Getting Help For Functions

INTERACTIVE DEMO

args(fname)            # arguments for fname
?fname                 # help page for fname
help(fname)            # help page for fname
??fname                # any mention of fname
help.search("text")    # any mention of "text"
vignette(fname)        # worked examples for fname
vignette()             # show all available vignettes

Removing Variables

To remove variables from your workspace, use the rm() function

x <- 1
ls()
## [1] "name" "x"
rm(x, name)
ls()
## character(0)

To remove all variables use the broom in the Environment tab (Rstudio), or:

rm(list=ls())

Challenge 02 (5min)

What will be the value of each variable after each statement in the following program?

mass <- 47.5
age <- 122
mass <- mass * 2.3
age <- age - 20
  • mass = 47.5, age = 102
  • mass = 109.25, age = 102
  • mass = 47.5, age = 122
  • mass = 109.25, age = 122

Good Variable Names

  • Descriptive (but not too long)
  • Avoid existing names (e.g. mean, matrix, list, etc.)
  • Consistent style
    • periods.between.words
    • underscores_between_words
    • camelCaseToSeparateWords

IN R

  • letters, numbers, underscores, and periods ([a-zA-z0-9_.])
  • cannot start with a number
  • whitespace is not allowed

Good Project Management Practices

No single ‘right way’ - only good principles

  • Use a single working directory per project/analysis
    • easier to move, share, and find files
    • use relative paths to locate files
  • Treat raw data as read-only
    • keep in separate subfolder (data)?
  • Clean data ready for work
    • keep cleaned/modified data in separate folder?
  • Consider output generated by analysis to be disposable
    • can be regenerated by running analysis/code
    • don’t place under version control

Example Directory Structure

Project Management in RStudio

  • RStudio tries to help you manage your projects
    • R Project concept - files and subdirectory structure
    • git integration
    • switching between multiple projects within RStudio
    • stores project history

Let’s create a project in RStudio

Using git for version control.

INTERACTIVE DEMO

Working in RStudio

We can write code in several ways in RStudio

  • At the console (you’ve done this)
  • In a script
  • As an interactive notebook
  • As a markdown file
  • As a Shiny app

We’re going to create a new dataset and R script.

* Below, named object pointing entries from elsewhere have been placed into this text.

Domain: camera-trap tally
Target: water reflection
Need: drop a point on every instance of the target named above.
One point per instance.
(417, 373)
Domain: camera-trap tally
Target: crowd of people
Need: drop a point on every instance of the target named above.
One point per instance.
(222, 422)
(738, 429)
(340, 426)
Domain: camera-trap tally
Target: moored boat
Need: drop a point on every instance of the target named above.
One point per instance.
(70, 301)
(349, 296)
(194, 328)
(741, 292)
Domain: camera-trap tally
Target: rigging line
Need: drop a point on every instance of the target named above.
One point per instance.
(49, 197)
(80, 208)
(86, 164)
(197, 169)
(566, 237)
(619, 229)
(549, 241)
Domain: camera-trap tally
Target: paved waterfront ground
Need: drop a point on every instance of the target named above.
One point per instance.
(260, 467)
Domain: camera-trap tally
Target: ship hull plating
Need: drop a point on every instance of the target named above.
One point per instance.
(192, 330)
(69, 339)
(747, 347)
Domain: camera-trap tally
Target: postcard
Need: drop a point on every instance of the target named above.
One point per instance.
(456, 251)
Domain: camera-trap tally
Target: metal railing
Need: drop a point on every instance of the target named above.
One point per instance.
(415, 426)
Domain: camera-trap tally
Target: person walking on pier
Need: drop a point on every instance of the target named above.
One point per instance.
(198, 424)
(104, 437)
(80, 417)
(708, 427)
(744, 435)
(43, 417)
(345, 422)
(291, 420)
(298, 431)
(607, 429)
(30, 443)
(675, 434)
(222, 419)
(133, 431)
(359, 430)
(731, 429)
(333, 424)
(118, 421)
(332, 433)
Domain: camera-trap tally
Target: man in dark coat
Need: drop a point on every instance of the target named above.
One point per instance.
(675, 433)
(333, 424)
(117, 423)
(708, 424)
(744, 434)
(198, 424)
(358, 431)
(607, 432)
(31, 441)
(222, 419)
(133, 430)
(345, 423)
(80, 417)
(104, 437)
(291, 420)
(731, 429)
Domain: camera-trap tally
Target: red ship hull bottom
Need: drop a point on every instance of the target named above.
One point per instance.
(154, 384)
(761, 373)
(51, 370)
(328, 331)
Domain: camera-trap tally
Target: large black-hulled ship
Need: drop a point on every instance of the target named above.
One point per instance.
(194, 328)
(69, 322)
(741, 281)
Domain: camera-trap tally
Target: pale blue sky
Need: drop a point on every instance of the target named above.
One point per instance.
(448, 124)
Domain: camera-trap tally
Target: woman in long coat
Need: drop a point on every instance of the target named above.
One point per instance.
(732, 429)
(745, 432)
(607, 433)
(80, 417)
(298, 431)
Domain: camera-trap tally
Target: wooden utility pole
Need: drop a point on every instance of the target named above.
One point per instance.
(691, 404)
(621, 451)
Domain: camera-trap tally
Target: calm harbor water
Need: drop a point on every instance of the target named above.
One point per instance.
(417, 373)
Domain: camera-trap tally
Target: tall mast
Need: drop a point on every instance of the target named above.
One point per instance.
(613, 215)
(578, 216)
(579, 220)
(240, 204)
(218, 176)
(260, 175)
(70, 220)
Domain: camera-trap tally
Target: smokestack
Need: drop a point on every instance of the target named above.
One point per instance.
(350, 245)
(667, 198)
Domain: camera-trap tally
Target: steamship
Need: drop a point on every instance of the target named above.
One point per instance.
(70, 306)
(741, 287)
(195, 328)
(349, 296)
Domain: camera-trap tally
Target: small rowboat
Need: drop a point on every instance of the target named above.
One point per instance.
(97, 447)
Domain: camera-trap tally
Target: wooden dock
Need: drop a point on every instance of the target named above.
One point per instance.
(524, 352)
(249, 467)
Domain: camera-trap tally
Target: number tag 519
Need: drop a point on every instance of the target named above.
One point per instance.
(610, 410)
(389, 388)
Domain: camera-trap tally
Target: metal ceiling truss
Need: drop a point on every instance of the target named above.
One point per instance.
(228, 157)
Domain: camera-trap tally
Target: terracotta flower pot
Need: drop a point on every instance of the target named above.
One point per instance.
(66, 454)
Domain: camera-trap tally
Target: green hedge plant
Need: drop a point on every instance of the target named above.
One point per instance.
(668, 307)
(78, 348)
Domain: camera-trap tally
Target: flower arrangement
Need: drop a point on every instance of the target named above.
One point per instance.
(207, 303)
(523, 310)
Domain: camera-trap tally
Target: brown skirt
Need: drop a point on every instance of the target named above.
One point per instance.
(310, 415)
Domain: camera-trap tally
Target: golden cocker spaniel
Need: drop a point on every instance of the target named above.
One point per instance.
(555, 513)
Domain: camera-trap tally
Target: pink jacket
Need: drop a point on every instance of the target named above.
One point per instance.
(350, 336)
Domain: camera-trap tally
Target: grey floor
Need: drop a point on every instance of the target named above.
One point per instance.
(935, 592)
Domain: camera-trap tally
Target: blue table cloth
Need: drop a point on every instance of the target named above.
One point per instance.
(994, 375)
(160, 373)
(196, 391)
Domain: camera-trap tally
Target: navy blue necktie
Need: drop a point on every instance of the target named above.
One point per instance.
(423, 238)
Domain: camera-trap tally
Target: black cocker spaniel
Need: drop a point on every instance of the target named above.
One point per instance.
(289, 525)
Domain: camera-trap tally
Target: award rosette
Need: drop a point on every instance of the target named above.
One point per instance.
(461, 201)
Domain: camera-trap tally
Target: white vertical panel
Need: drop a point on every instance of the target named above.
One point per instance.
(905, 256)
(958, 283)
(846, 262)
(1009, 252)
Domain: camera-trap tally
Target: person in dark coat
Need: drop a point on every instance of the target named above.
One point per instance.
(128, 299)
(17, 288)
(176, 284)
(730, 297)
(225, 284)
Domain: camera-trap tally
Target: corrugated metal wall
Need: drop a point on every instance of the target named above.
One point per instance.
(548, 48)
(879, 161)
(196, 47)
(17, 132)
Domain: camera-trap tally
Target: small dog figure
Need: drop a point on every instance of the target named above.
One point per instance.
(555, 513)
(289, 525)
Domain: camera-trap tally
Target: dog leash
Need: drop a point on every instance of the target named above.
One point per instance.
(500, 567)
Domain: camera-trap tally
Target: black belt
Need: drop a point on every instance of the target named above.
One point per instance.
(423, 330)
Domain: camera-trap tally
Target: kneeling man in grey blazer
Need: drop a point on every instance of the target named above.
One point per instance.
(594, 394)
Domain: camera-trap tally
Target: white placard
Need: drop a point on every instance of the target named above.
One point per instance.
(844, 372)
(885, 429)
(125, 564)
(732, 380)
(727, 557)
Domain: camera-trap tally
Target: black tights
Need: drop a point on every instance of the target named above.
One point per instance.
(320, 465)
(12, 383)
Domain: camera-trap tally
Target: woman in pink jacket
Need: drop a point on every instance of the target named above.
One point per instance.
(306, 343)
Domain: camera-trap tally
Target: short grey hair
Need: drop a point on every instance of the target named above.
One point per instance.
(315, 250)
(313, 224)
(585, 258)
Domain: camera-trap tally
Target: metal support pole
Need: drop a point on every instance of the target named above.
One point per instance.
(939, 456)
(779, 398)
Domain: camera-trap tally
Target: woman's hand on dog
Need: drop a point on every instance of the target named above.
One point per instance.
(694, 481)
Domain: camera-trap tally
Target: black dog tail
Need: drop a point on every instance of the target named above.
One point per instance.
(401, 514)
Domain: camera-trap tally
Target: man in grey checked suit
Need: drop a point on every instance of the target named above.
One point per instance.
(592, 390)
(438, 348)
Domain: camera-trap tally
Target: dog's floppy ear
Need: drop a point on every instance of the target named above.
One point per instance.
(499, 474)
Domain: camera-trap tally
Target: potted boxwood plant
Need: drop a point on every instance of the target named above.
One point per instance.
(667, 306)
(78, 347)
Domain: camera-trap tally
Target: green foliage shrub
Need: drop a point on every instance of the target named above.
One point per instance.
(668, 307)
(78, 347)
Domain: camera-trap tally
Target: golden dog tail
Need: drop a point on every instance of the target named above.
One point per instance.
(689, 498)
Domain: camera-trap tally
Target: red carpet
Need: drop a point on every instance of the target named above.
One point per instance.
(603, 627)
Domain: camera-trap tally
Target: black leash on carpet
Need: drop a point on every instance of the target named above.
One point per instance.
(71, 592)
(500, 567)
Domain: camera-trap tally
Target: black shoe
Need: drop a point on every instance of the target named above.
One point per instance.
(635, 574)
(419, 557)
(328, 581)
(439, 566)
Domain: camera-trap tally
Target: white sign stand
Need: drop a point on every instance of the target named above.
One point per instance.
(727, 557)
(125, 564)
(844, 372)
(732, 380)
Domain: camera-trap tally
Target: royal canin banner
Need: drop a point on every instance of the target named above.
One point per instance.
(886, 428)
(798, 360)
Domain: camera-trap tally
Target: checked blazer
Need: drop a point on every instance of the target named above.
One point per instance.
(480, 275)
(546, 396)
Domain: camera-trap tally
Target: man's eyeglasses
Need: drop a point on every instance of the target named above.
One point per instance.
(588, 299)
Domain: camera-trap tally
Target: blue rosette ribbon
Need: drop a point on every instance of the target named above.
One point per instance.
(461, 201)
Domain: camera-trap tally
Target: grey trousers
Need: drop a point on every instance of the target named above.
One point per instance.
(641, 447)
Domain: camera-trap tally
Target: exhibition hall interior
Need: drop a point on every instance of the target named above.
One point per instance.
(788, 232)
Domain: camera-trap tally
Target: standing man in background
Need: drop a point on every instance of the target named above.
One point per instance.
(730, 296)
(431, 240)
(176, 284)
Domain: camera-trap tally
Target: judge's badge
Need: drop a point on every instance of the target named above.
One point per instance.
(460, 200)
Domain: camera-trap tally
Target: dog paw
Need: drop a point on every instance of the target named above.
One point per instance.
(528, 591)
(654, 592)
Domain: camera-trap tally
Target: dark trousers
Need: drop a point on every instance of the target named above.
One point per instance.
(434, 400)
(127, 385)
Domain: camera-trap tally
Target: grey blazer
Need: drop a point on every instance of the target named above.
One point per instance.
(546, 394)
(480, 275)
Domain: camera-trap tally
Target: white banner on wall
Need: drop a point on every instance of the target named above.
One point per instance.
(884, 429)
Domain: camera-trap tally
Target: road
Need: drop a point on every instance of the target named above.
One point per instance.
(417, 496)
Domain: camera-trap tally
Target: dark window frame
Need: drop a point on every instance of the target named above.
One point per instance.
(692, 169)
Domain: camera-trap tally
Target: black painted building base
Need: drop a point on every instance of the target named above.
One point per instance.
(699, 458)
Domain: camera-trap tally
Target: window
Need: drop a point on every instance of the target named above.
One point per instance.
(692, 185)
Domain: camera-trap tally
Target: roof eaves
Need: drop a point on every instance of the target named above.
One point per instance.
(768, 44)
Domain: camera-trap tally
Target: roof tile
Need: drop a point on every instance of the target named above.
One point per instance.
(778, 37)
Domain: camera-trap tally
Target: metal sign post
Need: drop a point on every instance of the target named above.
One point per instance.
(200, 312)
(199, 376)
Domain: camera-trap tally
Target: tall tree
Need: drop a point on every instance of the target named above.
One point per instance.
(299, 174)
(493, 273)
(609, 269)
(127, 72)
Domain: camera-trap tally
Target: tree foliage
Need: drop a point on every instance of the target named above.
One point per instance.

  • Putting code in a script makes it easier to modify, share and run

INTERACTIVE DEMO

03. A First Analysis in RStudio

Learning Objectives

  • Load data into an R project
  • Produce summary statistics of data
  • Extract subsets of data
  • Basic plotting in R (base graphics)

Our Task

Loading Data - Interactive Demo

  • You created data manually earlier, but this is rare
  • Data are most commonly read in from plain text files

Data files can be inspected in RStudio

read.csv(file = "data/inflammation-01.csv", header = FALSE)

Challenge 03 (5min)

How would you open a similar data file that had:

  • a comma (,) as the decimal point character
  • semi-colon (;) as the field separator

using read.csv()

Use the help function and documentation

Indexing Data - Interactive Demo

  • We use indexing to refer to elements of a variable
    • square brackets: []
    • row, then column: [row, column]
data[1, 1]     # First value in dataset
data[30, 20]   # Middle value of dataset
  • To get a range of values, use the : separator (meaning ‘to’)
data[1:4, 1:4]   # rows 1 to 4; columns 1 to 4
  • To select a complete row or column, leave it blank
data[5, ]     # row 5
data[, 16]    # column 16

Summary Functions - Interactive Demo

  • R provides useful functions to summarise data
  • We can use indexing to get summary information on individual patients and days
max(data)           # largest value in dataset
max(data[2, ])      # largest value for patient 2
min(data[, 7])      # smallest value on day 7
mean(data[, 7])     # mean value on day 7
sd(data[, 7])       # standard deviation of values on day 7

Challenge 04 (5min)

Given the vector in R:

animal <- c("m", "o", "n", "k", "e", "y")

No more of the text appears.